We asked portraits pros to share their best tactics for framing up a subject
Many decisions go into shooting a single portrait. Often, as we chat with our subjects, we’re not even aware that we’re making choices about framing, subject distance and position, color palette, focal length, lighting, and other elements. But rather than rely on instinct alone, here are some ways to ensure you make the right decision.
1. Frame Them Up
More then any other tools at your disposal, composition and framing help you direct a viewer to appreciate something specfic about your subject. It could be a physical quality such as beauty, or a personal quality of character.
One crucial question: How tight should you frame a face? When Richard Brocken of the Netherlands (richardbrocken.com) made this portrait of his (then) 10-year-old daughter Eva, he wanted to focus attention on her beautiful eyes. Their gaze reflects a calm, Zen-like quality unusual in a child so young. So he moved in as close as possible with his Nikon D50 and 50mm f/1.8 Nikkor to capture a single eye and cheekbone.
“Because I’ve photographed my children all their lives, they’re very used to it,” says Brocken.

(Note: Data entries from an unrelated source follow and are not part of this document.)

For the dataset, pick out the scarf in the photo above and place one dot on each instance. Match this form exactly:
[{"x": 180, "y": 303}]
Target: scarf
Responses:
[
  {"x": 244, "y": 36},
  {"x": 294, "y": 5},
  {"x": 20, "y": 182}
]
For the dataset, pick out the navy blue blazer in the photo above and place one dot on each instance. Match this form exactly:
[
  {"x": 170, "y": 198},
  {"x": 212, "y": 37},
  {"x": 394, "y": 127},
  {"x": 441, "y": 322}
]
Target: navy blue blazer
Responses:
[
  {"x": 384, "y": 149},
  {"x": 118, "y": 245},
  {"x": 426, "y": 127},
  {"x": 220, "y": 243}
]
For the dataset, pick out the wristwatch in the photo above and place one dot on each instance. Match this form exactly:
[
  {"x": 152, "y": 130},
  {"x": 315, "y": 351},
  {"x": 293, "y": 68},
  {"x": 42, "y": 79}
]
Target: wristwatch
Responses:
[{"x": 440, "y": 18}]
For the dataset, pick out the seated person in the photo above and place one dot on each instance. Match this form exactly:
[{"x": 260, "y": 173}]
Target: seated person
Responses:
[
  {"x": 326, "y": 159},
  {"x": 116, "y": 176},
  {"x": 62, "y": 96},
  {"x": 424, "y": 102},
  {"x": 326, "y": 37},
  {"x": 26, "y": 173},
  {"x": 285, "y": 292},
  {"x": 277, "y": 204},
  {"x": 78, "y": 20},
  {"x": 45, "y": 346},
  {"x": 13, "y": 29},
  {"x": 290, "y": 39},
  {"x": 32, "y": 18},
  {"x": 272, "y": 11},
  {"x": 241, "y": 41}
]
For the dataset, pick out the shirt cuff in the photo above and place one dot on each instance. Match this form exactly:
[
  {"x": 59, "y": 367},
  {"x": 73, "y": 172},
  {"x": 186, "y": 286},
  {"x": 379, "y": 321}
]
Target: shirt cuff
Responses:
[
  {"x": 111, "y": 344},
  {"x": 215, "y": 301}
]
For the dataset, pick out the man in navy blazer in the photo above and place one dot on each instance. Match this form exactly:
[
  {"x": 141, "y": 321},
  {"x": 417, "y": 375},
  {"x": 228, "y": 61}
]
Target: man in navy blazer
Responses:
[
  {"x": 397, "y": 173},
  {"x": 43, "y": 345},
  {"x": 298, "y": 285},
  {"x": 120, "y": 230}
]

He was able to move within 18 inches of the child, and she remained relaxed, composed, and unselfconscious.
“My first concern is always to focus on what’s important in a portrait, and here it was that eye,” he says. After some experimentation, he found that converting the image to black-and-white drew even more attention to this limpid window into the soul.
For subjects with whom you are not quite so intimate—or who feel less comfortable being photographed—you can use a telephoto lens to let you stand farther away, though you may need to crop for the exact framing.
For a less intimate view, move back for a half- or full-length portrait. This shifts the attention from your subject’s skin and facial expression, placing it onto the body, gesture, and background. (It also takes the pressure off your subject to appear fashion-magazine “perfect.”)
If the background is cluttered or distracting, downplay it by cropping in on your subject, dimming the light in the background, or defocusing it by shooting at a larger aperture. If, however, the greater scene complements or somehow comments on your subject, include as much of it as possible.